IPO activity typically slows down in bear markets. This time, the credit crisis is making investors even more reluctant to support a traditionally high-risk market.

Year to date, 43 IPOs have been completed, compared with 172 at the same time in 2007, according to Renaissance Capital’s IPOHome.com.

What’s more, 69 companies have withdrawn or postponed their offerings, compared with 13 in the 2007 period.

However, the pipeline of potential deals remains strong. “Filing activity has been abnormally high relative to the level of successful IPOs,” write IPOHome.com analysts in a recent research report, “supporting a deal backlog much larger than it was as the bottom of the 2001 to 2003 IPO drought.”

As of Aug. 28, there were 129 companies, excluding special-purpose acquisition companies, or SPACs, in the pipeline.

The high number may be due to the credit crisis.
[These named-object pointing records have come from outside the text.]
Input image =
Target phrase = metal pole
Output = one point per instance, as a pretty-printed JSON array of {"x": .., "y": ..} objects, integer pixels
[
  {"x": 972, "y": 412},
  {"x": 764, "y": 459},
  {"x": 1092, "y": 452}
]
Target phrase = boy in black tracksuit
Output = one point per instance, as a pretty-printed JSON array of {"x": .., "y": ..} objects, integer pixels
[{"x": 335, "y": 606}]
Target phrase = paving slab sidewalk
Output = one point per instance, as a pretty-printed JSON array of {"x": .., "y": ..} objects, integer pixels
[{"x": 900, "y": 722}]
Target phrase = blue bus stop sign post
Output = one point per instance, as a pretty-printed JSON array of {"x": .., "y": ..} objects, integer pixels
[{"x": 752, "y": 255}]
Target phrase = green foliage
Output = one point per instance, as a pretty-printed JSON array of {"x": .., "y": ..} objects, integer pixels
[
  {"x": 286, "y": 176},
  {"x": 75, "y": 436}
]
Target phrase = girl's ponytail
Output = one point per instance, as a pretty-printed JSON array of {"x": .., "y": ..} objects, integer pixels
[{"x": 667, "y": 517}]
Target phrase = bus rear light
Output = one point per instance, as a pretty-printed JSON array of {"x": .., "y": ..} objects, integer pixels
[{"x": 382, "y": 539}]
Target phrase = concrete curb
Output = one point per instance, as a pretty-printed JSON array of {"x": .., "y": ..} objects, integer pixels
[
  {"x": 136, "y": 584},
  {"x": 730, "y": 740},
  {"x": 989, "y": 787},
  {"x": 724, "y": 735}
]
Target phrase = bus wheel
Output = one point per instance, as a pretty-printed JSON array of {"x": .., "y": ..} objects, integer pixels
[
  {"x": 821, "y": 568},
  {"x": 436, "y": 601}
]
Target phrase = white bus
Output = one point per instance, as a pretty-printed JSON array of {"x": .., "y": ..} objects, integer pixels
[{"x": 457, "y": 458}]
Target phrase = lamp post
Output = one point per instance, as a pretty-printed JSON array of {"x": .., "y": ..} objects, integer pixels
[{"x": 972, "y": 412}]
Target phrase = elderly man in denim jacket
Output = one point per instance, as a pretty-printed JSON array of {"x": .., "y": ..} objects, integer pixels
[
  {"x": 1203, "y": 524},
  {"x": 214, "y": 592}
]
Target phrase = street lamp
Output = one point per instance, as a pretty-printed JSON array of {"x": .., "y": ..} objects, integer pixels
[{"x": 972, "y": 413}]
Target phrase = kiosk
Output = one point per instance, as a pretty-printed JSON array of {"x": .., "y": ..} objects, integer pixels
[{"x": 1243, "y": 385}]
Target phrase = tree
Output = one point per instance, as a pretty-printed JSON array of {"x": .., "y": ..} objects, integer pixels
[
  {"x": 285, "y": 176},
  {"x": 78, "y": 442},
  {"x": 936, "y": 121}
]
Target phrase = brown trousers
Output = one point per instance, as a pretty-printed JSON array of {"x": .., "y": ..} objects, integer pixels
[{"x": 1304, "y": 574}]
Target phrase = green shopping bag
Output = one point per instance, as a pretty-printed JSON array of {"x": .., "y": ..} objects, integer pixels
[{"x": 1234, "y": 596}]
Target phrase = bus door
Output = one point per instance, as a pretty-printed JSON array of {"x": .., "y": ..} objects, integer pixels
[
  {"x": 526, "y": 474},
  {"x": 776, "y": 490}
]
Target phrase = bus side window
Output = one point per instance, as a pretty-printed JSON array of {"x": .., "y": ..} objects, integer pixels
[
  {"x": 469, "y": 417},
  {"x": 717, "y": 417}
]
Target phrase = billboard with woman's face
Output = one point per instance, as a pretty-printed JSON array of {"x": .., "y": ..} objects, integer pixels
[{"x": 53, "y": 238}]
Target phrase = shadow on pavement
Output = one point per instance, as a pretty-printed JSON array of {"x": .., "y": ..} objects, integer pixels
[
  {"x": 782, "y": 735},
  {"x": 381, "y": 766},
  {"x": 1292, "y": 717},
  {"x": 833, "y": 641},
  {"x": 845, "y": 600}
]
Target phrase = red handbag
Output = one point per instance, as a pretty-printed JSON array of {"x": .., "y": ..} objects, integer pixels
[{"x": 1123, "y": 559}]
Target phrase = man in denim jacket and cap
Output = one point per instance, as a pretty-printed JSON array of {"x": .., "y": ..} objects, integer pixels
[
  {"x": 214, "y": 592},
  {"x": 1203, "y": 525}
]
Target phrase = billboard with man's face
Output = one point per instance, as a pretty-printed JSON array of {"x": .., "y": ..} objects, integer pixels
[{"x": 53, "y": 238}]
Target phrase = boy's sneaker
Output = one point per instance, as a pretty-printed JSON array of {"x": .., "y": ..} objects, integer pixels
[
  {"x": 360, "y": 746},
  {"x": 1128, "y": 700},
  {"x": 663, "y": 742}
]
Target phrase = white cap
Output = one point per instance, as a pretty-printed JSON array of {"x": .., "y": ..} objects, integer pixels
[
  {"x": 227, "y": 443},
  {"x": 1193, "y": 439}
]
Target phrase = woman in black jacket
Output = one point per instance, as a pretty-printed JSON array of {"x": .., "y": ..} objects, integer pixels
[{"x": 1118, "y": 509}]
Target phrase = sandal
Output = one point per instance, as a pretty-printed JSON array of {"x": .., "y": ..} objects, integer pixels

As more companies have difficulty securing new loans, they are turning to the equity market for capital.

“It is unlikely that filings will continue at their current pace unless pricing activity shows signs of life,” the report says.

“We could be in store for a pipeline shakeout much like in 2001, when 149 deals were withdrawn, though many of these were smaller Internet companies that missed the boom.”

If market conditions were to improve, however, the heavy backlog creates the potential for a buyer’s market.

“Toward the end of the last recession, it was a great time to be a selective buyer in the IPO market,” says Sam Snyder, senior research analyst at Renaissance Capital.